Emekli ve asgari ücretlilerin açlık sınırı altında yaşadığını, çalışma hayatıyla ilgili çözüm bekleyen sorunların hiçbirinin çözülemediği gibi birçok sorunun da çıkmaza girdiğini savunan Kalaycı, "Adalet ve Kalkınma Partisi 15 yıl önce iktidara geldiği zaman, yeni bir personel ve ücret rejimini hayata geçireceğini söylemişti ama bu alanlarda reform yapılmadı. Tam tersi personel ve ücret rejimi karma karışık, delik deşik hale geldi. Taşeron konusu bile yıllardır uğraştırıyor. Geleceğimiz açısından, kamu çalışanlarının ücret ve personel rejimine ilişkin reformlar bir an önce tamamlanmalı." değerlendirmesinde bulundu.

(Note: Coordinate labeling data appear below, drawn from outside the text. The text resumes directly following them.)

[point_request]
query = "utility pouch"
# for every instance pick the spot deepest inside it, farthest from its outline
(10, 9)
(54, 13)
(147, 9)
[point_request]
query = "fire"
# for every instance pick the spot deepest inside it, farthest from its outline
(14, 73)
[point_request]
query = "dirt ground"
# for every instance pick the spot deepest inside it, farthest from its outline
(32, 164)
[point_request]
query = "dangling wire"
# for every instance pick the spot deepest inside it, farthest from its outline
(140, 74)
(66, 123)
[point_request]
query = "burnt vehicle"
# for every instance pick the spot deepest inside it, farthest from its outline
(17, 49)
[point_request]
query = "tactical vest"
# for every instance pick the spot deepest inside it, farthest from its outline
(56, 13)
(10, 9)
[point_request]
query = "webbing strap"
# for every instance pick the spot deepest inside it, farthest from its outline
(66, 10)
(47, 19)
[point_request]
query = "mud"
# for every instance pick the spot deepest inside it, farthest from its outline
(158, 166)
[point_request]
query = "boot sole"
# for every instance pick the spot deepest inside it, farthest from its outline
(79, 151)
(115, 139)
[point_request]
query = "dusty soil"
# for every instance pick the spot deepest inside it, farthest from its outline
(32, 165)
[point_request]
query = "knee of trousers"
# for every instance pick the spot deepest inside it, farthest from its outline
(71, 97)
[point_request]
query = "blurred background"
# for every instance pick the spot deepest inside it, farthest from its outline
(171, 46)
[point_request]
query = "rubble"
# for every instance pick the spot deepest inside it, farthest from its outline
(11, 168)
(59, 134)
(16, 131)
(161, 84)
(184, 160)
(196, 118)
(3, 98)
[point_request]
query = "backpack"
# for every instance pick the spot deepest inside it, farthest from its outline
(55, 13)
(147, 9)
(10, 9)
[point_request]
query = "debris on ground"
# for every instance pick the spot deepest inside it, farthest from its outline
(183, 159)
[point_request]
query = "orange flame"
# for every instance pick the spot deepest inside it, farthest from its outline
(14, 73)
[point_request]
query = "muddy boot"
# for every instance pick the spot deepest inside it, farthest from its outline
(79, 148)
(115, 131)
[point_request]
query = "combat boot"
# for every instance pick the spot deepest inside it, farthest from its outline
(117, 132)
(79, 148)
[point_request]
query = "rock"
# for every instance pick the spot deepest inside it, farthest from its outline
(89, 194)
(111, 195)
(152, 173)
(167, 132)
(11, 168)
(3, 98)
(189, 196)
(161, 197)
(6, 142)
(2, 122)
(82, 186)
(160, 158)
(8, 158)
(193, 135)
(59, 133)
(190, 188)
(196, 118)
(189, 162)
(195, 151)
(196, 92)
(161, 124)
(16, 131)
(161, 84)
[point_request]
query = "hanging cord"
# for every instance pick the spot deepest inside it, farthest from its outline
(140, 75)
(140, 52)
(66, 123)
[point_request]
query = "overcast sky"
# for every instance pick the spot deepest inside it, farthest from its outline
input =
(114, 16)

CHP İzmir Milletvekili Zekeriya Temizel de "Büyümenin kalitesi, büyümenin büyüklüğünden daha önemli bir kavramdır. İstihdam yaratmayan büyüme kavramıyla ekonominizi yönetiyorsanız bunun övünecek bir yanı yok. Yıllar itibariyle işsizlik oranları ile büyüme oranlarını karşılaştırdığımızda tabloyu net görüyoruz; büyümenin en yüksek olduğu dönemlerde işsizlik oranları da yüksek olmuş. Önemli olan büyümenin kalitesidir. Durum genç issizler olarak ortaya çıkıyorsa bu kalitesiz büyüme vahim bir durumdur." diye konuştu.
Türkiye'nin nüfus artışı ve dış göç dikkate alındığında her yıl 1 milyon 500 bin kişiye iş yaratmak zorunda olunduğunu ifade eden Temizel, bu soruna çözüm bulunması, üretim ve istihdama yönelik yatırımların bu sorunun çözümü olacağını vurguladı.

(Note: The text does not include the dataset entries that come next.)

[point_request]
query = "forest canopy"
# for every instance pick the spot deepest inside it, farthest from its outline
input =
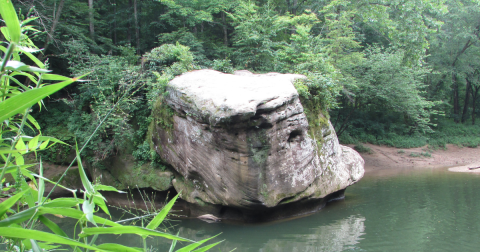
(402, 73)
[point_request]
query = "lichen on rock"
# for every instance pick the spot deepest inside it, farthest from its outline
(244, 141)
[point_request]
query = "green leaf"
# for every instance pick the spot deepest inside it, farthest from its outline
(41, 182)
(34, 59)
(174, 243)
(33, 144)
(86, 183)
(53, 182)
(52, 226)
(107, 188)
(100, 201)
(20, 102)
(7, 204)
(35, 246)
(118, 247)
(21, 147)
(28, 213)
(54, 77)
(33, 121)
(14, 168)
(55, 229)
(128, 230)
(43, 145)
(14, 65)
(87, 208)
(203, 249)
(195, 245)
(75, 214)
(155, 222)
(21, 233)
(9, 16)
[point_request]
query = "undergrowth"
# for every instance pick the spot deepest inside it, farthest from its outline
(446, 132)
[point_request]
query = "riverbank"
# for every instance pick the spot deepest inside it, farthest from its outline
(384, 160)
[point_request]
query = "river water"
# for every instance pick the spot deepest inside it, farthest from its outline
(414, 210)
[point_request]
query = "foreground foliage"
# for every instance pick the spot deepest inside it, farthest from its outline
(24, 206)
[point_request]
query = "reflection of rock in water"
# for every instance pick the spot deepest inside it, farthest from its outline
(339, 236)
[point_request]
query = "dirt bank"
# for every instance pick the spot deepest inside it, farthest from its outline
(384, 159)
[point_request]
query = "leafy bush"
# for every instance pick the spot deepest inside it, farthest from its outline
(26, 205)
(363, 149)
(224, 65)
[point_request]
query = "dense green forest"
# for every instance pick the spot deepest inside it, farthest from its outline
(403, 73)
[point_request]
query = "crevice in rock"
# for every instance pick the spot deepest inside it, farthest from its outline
(294, 135)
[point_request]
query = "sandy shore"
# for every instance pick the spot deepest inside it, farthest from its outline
(457, 159)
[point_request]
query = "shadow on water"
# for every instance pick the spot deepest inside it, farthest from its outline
(416, 210)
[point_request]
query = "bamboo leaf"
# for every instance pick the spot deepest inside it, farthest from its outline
(41, 182)
(118, 247)
(21, 147)
(35, 59)
(52, 226)
(128, 230)
(43, 145)
(88, 208)
(33, 121)
(21, 233)
(35, 246)
(33, 144)
(107, 188)
(28, 213)
(9, 16)
(19, 103)
(155, 222)
(55, 77)
(174, 243)
(7, 204)
(86, 183)
(45, 179)
(14, 65)
(203, 249)
(75, 214)
(14, 168)
(195, 245)
(100, 201)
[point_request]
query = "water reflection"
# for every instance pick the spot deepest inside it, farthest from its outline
(416, 211)
(338, 236)
(294, 235)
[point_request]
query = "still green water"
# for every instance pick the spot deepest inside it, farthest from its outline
(427, 210)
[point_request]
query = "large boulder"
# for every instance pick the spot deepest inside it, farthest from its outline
(243, 141)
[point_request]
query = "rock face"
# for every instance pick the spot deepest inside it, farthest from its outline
(244, 141)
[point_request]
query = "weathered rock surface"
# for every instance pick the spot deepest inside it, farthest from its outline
(123, 172)
(244, 141)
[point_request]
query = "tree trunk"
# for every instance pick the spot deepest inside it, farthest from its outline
(225, 35)
(114, 22)
(456, 102)
(467, 98)
(474, 100)
(137, 28)
(56, 18)
(129, 28)
(91, 19)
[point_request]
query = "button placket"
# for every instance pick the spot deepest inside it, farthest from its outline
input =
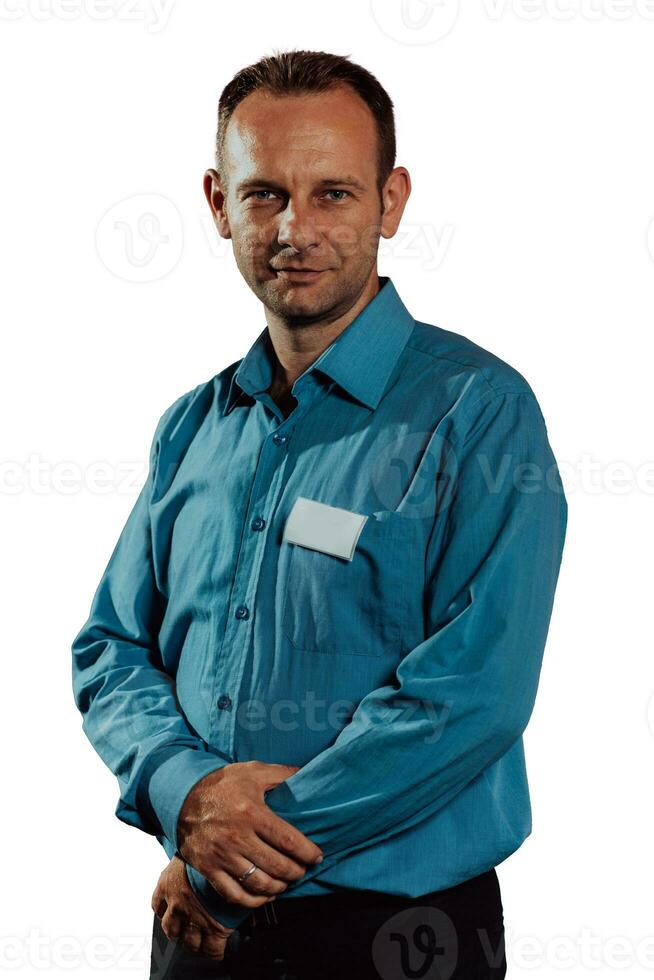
(265, 491)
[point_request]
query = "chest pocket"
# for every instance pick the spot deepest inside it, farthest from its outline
(357, 607)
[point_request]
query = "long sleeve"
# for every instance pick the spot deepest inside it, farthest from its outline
(465, 694)
(130, 712)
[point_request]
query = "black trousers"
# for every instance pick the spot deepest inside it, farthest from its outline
(453, 934)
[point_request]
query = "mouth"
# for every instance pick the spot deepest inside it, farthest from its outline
(300, 275)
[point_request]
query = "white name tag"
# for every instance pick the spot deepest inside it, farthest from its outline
(333, 530)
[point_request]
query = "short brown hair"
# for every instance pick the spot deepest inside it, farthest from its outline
(299, 72)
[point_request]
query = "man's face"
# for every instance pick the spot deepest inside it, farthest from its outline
(301, 190)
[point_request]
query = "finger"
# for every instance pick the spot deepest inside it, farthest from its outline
(259, 882)
(172, 923)
(213, 945)
(283, 836)
(271, 774)
(279, 867)
(192, 936)
(159, 906)
(232, 891)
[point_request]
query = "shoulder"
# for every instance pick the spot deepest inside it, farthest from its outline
(456, 360)
(180, 422)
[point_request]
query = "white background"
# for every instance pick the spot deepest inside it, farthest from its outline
(527, 130)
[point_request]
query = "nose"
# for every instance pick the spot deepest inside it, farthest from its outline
(297, 227)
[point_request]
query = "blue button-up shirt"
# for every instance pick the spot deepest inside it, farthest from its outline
(400, 680)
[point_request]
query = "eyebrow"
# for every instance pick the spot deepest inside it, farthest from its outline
(245, 185)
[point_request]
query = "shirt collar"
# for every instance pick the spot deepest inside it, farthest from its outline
(360, 360)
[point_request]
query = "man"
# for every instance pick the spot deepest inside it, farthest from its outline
(317, 644)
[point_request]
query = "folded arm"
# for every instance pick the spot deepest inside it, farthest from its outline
(128, 702)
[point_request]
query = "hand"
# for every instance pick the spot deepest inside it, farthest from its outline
(183, 918)
(225, 827)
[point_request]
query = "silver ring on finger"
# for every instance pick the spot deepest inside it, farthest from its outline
(246, 874)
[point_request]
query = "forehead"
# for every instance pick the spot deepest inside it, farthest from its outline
(313, 131)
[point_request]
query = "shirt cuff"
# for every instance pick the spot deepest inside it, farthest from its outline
(169, 780)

Temizel, Çalışma ve Sosyal Güvenlik Bakanlığının ulusal tasarruflara destek olup olmayacağının önemli bir konu olduğuna dikkati çekerek, sosyal güvenlik primlerinden zorunlu tasarruf yapılması gerektiğini, bunun büyümeye katkısı olacağını anlattı.
CHP'li Temizel, "Türkiye'de yabancı doğrudan yaptırımlar konusunda ciddi anlamda sıkıntı yaşanacak gibi görünüyor. İnşallah konjonktür değişir de biz bu durumdan çıkmak için zaman kazanırız." dedi.
Kadının iş ve aile yaşamına uyumlaştırılması
AK Parti Düzce Milletvekili Ayşe Keşir, engelli istihdamı konusunda Türkiye'nin büyük bir başarı gösterdiğini vurgulayarak, elde edilen başarıda Çalışma ve Sosyal Güvenlik Bakanlığının gösterdiği hassasiyetin etkili olduğunu kaydetti.
Türkiye'de 2002 yılında 5 bin 777 engelli memurun istihdam edildiğini, bu sayının 15 yıllık AK Parti iktidarında 50 bini zorlayan bir rakama ulaştığını anlatan Keşir, kadının iş ve aile yaşamına uyumlaştırılması konusunun da AK Parti'nin önem verdiği diğer bir alan olduğunu belirtti.
Keşir, yarı zamanlı çalışma hakkı tanınmasıyla kadınların çalışma hayatında yer almasında artış görüldüğünü aktardı.
Çalışma ekonomisi ve sosyal politikaların iç içe geçen kümeler olduğuna işaret ederek, emeklilerin aktif yaşama katılımı konusunda da Türkiye'nin bir an önce hedefler ve politikalar koyması gerektiğini vurguladı.